NPR’s web headline on a story this morning:
Shortfall Threatens Illinois Pension System
I would have put it differently:
Pension Shortfall Threatens Illinois Taxpayers
Here’s a nugget from the story that gives lie to NPR’s headline:
Illinois’ constitution protects pension benefits already guaranteed to state retirees and workers, so nothing already promised can be taken away. And many of the retired teachers, clerks, and others who live on a state pension now dismiss the notion that their pension benefits are overly generous.
In other words, individual pensioners have little to worry about. I’m not sure how it is in Illinois, but in Kentucky, workers have overly generous pensions. Here’s how it works for Kentucky. Other states vary this approach:
Multiply: (the average of your highest three earning years) * (a benefit factor of around 2.50%) * (years in the system).
Consider a state worker who never changed jobs in government, worked 27 years and whose “high three” average was $50,000. After working 27 years, he can retire with full benefits at any time without regard to age. In this case, he’ll qualify for more than two-thirds of his working salary for the rest of his life, excluding cost-of-living adjustments and, or course, the fact that many of these workers enter other pension-qualifying jobs and begin accruing a second pension while collecting their first pension.

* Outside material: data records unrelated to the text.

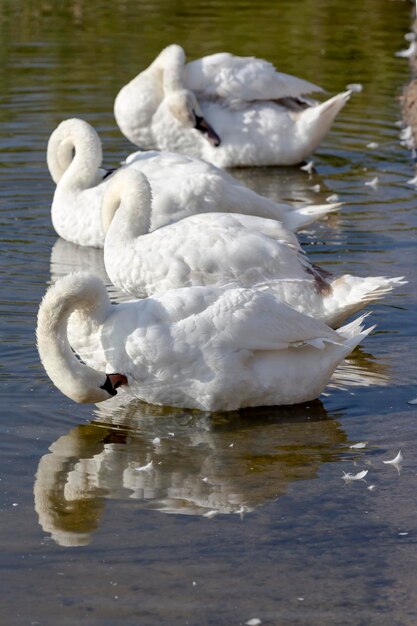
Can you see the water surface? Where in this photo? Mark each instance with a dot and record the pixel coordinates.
(141, 515)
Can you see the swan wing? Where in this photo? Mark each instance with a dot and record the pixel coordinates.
(252, 320)
(226, 76)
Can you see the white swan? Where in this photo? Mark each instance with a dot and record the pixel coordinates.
(181, 186)
(228, 110)
(205, 348)
(218, 249)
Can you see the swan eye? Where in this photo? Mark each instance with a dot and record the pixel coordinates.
(204, 127)
(108, 386)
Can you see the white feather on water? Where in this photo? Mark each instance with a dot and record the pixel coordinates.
(347, 476)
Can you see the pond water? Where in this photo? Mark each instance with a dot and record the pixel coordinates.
(243, 516)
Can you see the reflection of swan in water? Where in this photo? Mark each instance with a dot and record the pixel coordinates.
(179, 461)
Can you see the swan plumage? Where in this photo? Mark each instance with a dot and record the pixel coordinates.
(200, 347)
(219, 249)
(228, 110)
(181, 186)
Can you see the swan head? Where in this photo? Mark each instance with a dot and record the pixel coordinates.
(183, 105)
(78, 381)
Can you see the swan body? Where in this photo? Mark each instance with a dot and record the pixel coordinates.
(201, 347)
(181, 186)
(218, 249)
(228, 110)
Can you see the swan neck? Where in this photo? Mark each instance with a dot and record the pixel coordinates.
(127, 206)
(171, 62)
(76, 380)
(74, 154)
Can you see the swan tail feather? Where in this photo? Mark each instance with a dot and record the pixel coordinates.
(350, 293)
(303, 216)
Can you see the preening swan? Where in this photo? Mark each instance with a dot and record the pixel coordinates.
(218, 249)
(228, 110)
(181, 186)
(214, 349)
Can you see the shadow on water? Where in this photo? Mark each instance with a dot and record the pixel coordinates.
(178, 461)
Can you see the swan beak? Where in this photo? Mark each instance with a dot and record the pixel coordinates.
(113, 381)
(204, 127)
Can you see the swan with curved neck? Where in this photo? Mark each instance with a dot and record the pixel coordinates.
(250, 113)
(76, 380)
(181, 186)
(200, 347)
(218, 249)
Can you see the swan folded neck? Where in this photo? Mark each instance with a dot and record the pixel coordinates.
(75, 379)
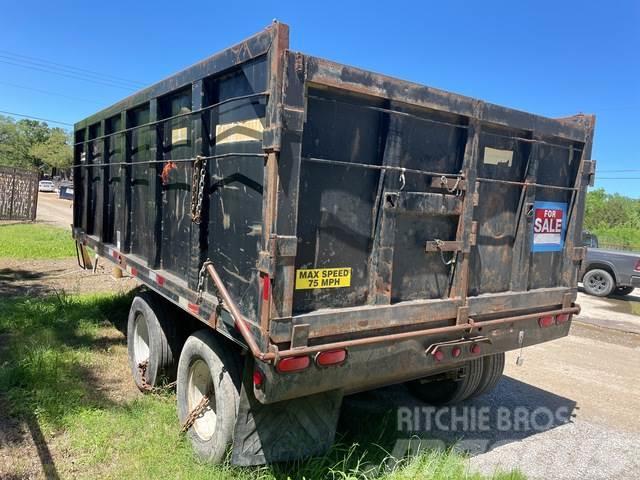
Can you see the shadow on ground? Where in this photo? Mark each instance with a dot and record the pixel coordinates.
(511, 412)
(40, 377)
(15, 282)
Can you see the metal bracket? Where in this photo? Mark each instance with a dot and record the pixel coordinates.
(463, 315)
(473, 238)
(279, 246)
(443, 246)
(458, 342)
(567, 300)
(589, 169)
(579, 254)
(449, 183)
(300, 335)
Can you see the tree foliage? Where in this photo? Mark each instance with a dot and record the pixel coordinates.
(32, 144)
(614, 218)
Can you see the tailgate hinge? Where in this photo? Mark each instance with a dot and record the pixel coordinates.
(279, 246)
(589, 169)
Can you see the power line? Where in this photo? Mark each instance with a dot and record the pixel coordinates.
(69, 75)
(6, 53)
(31, 117)
(47, 92)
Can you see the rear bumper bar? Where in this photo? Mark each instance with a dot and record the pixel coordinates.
(274, 355)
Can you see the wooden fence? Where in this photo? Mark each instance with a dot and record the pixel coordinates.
(18, 193)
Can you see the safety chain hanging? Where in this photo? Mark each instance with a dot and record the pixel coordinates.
(197, 188)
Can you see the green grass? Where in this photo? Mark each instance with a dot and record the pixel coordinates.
(51, 353)
(34, 240)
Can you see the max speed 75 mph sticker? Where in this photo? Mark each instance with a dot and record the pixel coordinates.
(323, 278)
(549, 226)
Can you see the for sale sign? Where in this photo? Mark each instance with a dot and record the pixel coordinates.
(549, 225)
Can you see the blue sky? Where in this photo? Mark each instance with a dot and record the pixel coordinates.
(554, 58)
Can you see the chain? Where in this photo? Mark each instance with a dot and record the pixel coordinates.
(195, 413)
(145, 385)
(197, 188)
(439, 244)
(201, 277)
(142, 370)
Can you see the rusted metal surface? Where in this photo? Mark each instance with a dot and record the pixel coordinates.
(416, 203)
(18, 193)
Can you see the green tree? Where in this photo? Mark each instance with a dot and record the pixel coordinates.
(33, 144)
(55, 151)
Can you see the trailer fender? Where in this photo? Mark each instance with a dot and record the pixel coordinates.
(283, 431)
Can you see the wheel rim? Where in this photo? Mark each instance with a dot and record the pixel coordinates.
(141, 340)
(597, 283)
(200, 384)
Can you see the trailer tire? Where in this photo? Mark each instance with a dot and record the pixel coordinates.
(205, 358)
(449, 391)
(492, 368)
(598, 282)
(622, 291)
(151, 342)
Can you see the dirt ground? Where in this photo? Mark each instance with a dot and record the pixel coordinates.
(53, 210)
(44, 277)
(593, 374)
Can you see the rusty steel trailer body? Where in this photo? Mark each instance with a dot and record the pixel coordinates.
(300, 206)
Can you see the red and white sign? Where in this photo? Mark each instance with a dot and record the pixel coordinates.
(547, 225)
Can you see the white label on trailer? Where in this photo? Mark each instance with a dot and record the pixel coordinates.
(179, 135)
(549, 226)
(242, 131)
(494, 156)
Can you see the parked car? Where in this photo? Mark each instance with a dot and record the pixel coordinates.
(46, 186)
(317, 230)
(607, 272)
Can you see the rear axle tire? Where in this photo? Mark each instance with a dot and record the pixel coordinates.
(208, 367)
(449, 390)
(492, 368)
(151, 342)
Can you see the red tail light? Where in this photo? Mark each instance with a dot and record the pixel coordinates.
(258, 379)
(331, 357)
(546, 321)
(293, 364)
(266, 284)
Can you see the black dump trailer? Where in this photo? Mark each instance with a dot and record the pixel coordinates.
(306, 230)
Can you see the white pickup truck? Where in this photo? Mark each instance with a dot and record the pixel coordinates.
(606, 272)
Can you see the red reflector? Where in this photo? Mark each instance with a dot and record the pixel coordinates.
(266, 284)
(546, 321)
(193, 308)
(258, 379)
(293, 364)
(331, 357)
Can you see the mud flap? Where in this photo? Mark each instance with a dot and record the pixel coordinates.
(283, 431)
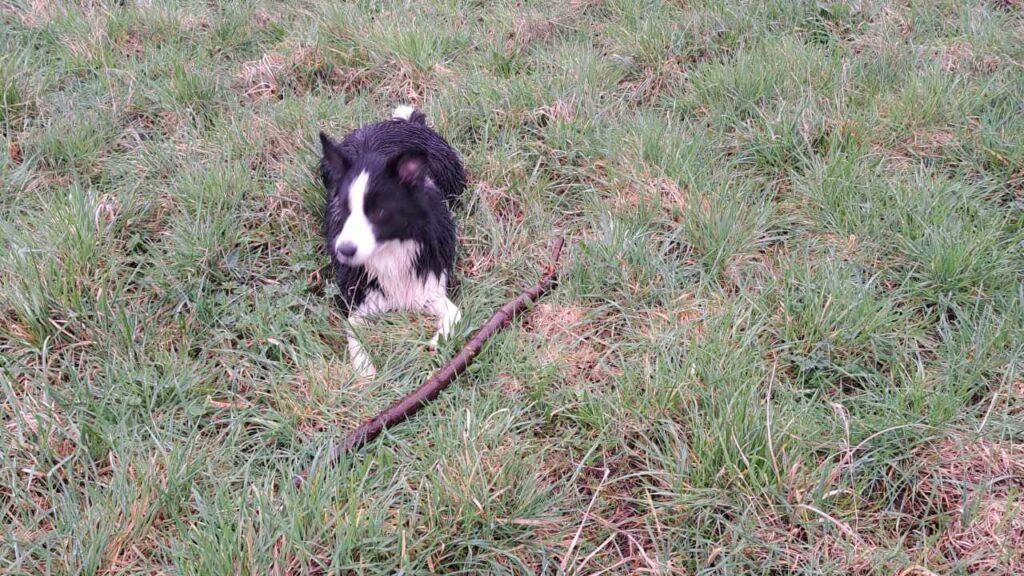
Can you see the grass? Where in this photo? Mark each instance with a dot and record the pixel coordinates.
(787, 339)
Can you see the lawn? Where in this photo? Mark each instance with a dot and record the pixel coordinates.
(788, 336)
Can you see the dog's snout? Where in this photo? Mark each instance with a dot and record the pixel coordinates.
(346, 249)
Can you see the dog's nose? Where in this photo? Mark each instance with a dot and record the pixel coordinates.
(347, 249)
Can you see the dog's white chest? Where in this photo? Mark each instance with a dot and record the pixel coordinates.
(400, 287)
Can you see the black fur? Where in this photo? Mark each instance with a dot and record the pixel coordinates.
(416, 181)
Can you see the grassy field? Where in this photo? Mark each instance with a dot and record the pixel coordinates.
(787, 340)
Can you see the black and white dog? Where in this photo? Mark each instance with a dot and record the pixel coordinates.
(391, 189)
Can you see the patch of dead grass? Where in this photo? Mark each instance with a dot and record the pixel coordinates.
(975, 487)
(266, 77)
(564, 338)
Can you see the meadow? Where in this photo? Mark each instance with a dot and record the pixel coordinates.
(787, 339)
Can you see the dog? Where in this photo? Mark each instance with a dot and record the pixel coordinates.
(392, 188)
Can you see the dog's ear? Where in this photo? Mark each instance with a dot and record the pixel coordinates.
(409, 167)
(335, 163)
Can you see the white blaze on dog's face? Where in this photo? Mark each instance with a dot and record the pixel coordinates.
(356, 242)
(376, 202)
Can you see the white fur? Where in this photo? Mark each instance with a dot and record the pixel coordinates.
(400, 289)
(402, 113)
(357, 230)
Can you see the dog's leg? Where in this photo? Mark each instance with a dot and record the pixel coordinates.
(448, 316)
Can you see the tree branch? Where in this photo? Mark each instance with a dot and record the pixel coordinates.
(412, 404)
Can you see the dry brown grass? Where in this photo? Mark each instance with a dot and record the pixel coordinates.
(564, 338)
(974, 488)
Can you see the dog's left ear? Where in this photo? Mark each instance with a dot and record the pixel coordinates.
(409, 167)
(335, 163)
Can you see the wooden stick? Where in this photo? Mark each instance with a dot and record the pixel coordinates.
(412, 404)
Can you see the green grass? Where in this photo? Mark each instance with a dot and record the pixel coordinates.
(787, 338)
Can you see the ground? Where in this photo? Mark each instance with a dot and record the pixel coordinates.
(787, 338)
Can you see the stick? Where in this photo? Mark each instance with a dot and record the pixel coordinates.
(412, 404)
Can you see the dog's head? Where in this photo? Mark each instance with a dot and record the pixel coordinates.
(374, 199)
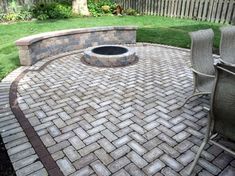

Many of these generous promises come in the form of an “inviolable contract” that prevents any reduction in benefits to workers already enrolled in the pension system. Every new worker enrolled in the system is guaranteed the retirement benefit at the time of his employment. The benefits cannot be reduced under virtually circumstance.
This is a problem that vexes so many states, but the political calculus seems pretty intractable. The crisis isn’t here yet for most states, so states aren’t treating it like a crisis.